Lemon Chicken, Roasties And A Syrup Pudding Too!

So, Dad’s bathroom’s finally reached a stage where he could teach me his lemon chicken recipe, so we made a dinner out of it, and teamed it with mini roasties, and mum’s golden syrup pudding too. So, below are pics and recipes for your perusal! Enjoy!!!

Donna xxx

Lemon Chicken

Ingredients – 2 Lemons, 4 Chicken Breasts, Salt, Pepper, Butter

Equipment Needed – Juicer, Grater, Sharp Knife, Cooker, Cup/Jug for Juice, Spoon & Knife


Prepare the Chicken:

  1. Cut off excess fat and rinse under the tap.
  2. Cut 3-4 slits into each chicken breast (this will allow the flavour to thoroughly infuse into chicken)
  3. Grate lemon zest – be careful to only get yellow peel and not white stuff as this is really acidic and horrible!! Set the peel aside for later.
  4. Juice your lemons, and put juice into a jug / cup for easy use.
  5. Grind pepper over each chicken breast and onto surrounding plate – how much depends on personal taste, but make sure you use enough to allow taste to come through when covered in juice and cooked.
  6. Add salt. Don’t need much, but what you put on will both flavour the chicken and add the dark colouring.
  7. Add some of the lemon juice – pour a small bit into each slit in the chicken breasts, over the top and onto the plate.
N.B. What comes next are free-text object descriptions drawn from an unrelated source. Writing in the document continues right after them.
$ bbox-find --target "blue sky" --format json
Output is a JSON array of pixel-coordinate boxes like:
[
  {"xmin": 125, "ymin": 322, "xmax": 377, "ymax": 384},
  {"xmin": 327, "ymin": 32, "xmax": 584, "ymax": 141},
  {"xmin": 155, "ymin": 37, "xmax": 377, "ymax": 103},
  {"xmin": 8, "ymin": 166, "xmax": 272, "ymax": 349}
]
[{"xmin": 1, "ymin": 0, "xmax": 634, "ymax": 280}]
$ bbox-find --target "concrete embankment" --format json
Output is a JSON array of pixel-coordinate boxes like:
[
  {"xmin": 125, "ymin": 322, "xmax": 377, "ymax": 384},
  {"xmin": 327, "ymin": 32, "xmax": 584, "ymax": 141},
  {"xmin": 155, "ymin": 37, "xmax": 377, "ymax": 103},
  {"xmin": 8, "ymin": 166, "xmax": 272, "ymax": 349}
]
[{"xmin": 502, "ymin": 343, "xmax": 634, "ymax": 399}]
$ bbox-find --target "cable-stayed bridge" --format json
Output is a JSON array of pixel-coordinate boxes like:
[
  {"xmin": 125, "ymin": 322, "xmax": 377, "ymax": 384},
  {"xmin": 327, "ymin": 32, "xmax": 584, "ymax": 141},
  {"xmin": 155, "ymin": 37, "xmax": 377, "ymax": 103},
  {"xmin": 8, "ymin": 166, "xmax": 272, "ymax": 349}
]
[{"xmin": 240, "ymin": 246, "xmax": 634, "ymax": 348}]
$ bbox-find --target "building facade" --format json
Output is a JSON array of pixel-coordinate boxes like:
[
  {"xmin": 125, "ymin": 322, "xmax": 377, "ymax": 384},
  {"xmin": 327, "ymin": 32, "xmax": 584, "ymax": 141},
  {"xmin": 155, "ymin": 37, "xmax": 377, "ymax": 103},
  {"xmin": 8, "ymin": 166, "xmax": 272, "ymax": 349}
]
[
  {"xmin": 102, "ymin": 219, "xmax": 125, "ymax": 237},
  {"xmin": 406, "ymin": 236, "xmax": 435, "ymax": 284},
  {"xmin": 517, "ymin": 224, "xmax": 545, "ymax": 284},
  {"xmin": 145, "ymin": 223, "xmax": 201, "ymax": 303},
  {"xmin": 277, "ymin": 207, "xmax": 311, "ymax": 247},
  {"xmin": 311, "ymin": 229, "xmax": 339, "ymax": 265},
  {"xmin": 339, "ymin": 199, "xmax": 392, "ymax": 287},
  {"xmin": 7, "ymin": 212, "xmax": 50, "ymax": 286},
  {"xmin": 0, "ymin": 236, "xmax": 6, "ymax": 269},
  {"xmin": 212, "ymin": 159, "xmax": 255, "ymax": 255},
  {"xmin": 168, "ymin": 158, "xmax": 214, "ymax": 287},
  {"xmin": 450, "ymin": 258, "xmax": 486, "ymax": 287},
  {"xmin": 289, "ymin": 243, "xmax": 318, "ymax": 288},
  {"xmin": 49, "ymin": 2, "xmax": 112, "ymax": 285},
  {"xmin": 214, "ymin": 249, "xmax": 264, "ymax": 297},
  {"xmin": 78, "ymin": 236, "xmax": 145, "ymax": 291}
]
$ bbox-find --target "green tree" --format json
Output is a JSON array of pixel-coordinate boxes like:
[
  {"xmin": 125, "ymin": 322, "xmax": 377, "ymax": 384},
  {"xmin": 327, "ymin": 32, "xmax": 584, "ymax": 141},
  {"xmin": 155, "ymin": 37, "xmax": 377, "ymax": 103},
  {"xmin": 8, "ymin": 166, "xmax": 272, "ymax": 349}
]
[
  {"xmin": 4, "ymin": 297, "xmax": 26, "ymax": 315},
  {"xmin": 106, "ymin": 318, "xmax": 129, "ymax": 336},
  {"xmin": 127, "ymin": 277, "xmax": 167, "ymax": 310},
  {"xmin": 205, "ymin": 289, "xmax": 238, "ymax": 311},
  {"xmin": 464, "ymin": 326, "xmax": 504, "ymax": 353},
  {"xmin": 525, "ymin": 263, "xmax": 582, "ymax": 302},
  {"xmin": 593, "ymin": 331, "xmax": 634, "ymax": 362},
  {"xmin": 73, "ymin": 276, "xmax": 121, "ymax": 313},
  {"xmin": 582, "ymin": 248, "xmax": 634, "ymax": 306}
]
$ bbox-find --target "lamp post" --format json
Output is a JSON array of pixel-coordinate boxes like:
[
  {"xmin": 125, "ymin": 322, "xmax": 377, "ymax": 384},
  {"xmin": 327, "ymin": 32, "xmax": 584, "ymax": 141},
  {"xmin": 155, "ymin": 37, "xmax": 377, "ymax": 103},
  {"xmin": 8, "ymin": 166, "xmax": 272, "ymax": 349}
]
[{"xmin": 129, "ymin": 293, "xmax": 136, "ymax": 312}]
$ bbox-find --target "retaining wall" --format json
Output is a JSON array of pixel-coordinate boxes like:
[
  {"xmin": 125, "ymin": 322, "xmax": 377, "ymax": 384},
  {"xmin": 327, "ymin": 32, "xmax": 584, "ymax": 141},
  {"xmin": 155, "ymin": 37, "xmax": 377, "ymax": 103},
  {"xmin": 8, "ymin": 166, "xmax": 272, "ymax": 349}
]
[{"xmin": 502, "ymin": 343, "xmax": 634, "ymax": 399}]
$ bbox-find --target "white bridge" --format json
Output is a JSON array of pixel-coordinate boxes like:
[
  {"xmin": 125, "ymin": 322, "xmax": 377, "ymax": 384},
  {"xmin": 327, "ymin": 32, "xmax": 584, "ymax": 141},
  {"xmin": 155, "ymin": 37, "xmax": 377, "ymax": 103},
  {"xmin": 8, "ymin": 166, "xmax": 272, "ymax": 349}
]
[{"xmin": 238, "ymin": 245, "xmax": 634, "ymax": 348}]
MAKE SURE YOU SAVE SOME FOR LATER!!
  8. Leave to marinate for about 2 hours. Every 20 minutes, use a spoon to pour the juices from the plate back over the chicken, including into the slits. During this time the chicken will change colour from pink to a more white colour.
Cook Chicken:
  1. Prepare the grill by lining the pan with foil, and when ready, pre-heat the grill on full until REALLY hot, then space the chicken breasts out on the rack and pour a bit more marinade on.
  2. Put the chicken under the grill (middle of grillspace, where applicable) for a couple of minutes to sear the top, then turn the chicken breasts over and repeat.
  3. Finish by turning back over and reduce heat until cooked through.
  4. Just before serving, sprinkle lemon rind and lemon juice on top, then return to grill for a final minute.
  5. Serve with a small knob of butter on top.

Golden Syrup Pudding

Ingredients – 8oz self-raising flour, 8oz sugar, 8oz butter (+ extra to grease bowl), 4 eggs, Golden Syrup

Equipment – Mixing bowl, mixer, dish to cook in, cooker, cooling rack


  1. Grease the bowl that you’re going to cook the pudding in and put to one side. Pre-heat the oven to 180′ (160′ fan-assisted ovens)
  2. Cream together the butter and sugar in a bowl.
  3. Sift in the flour and add the eggs, and mix it all together to form a lovely fluffy cake mix, mixing for about 2 minutes (if using an electric mixer) to ensure light and fluffy.
  4. Take the greased bowl and put plenty of golden syrup in the bottom (should cover the bottom of it until there is a completely flat, level bottom). Add the cake mix on top until the bowl is about 3/4 full.
  5. Place the bowl on a baking sheet (this catches any overflow!) and into the centre of the hot oven, to cook for about 30-35 minutes.
  6. Keep an eye on your pudding whilst it’s baking. You can tell it’s done when the top springs back when poked with a finger. When this is the case, take it out of the oven and stand on the cooling rack for a couple of minutes to cool a bit.
  7. Turn out your pudding – Place a plate on the top of the bowl, turn upside down, then set down on a flat surface. Ease out of the bowl (if needed, you can help your pudding out of the bowl by carefully inserting a knife up one side, and it should release the pudding, just be careful – it can drop out quickly this way!)